澄んだ空の下で

「恭ってさ、結構強がってんだけど、実際は寂しんだよ。分かるんだ、あたし…小さい頃からずっと一緒だったから」

「……」

「小さい頃はよく、家の事語ってくれてたけど、中学くらいから全くになったけど、きっとあの頃と気持は変わってないはず」

「……」

「どうしようもない奴って、周りから言われてさ。
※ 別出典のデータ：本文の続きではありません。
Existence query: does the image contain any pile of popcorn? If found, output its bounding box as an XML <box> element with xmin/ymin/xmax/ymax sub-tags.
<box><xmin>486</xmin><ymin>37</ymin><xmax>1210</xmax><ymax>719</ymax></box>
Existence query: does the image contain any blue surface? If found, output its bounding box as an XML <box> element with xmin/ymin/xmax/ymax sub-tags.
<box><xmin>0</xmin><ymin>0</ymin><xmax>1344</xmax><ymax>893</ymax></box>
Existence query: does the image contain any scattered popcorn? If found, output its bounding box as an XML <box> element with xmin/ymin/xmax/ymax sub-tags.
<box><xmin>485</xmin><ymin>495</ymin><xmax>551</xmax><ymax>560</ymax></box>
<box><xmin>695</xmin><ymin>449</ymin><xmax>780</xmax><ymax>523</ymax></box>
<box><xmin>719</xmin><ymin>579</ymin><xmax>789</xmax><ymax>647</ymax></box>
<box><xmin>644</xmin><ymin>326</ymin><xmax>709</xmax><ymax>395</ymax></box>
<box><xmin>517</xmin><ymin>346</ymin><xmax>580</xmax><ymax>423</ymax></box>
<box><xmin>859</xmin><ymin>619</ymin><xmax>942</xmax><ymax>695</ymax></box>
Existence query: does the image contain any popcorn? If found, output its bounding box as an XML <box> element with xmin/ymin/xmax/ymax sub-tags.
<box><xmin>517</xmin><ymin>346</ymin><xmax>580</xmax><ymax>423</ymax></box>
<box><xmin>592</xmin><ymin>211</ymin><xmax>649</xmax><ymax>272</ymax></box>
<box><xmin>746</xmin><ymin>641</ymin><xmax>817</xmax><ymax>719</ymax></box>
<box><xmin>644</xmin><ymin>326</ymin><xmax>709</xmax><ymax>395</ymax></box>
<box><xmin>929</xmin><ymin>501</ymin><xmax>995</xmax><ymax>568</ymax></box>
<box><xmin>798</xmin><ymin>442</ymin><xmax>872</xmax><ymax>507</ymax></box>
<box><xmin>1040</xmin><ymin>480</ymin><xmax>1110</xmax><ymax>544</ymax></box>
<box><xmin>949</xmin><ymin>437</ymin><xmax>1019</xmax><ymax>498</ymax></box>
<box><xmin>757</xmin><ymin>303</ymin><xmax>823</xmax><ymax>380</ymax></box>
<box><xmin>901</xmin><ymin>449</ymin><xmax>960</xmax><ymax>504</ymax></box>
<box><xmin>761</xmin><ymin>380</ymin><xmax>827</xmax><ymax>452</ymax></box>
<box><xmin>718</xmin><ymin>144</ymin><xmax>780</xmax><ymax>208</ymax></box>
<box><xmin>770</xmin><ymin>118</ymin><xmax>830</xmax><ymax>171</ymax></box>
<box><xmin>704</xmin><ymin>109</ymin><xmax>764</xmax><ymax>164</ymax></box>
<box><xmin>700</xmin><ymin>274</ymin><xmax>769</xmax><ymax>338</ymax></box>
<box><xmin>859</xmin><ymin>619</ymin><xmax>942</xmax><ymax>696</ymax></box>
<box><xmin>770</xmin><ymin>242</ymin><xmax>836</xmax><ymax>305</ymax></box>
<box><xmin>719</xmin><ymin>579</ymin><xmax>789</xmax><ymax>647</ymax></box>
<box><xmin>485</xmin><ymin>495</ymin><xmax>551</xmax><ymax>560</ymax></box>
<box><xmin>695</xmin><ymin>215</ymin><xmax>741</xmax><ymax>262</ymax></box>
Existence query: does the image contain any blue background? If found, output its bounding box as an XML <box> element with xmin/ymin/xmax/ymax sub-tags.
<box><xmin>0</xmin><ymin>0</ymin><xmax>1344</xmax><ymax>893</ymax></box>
だから最近は本当に何もかもがどうでもよくなってんだろうね、」

「……」

「新しいお母さんとも、うまくいってないみたいだし。むしろ、そんな簡単に再婚したお父さんの事、恨んでるだろーね」


恭がどれほど、悩んで苦しいのかなんて深く考えた事もなかった。

でも、あのビルでいつも居座ってる恭が孤独に感じたのは本当の事。


多分、あたしが知らない以上、はかりしれないくらい孤独感を感じて居たんだろうと思うと、あたしまでもが悲しくなった。


だからと言って何が出来るんだろうか。


「たまに見るんです。恭が女の人…」


何を思ったのか、あたしは口を開いてた。

だけどそれ以上の先の事なんて言えなくて。


「あっ、もしかして落ち込んでるのってその所為?」


さっきとは打って変わって、千沙さんはクスクスと笑みを漏らす。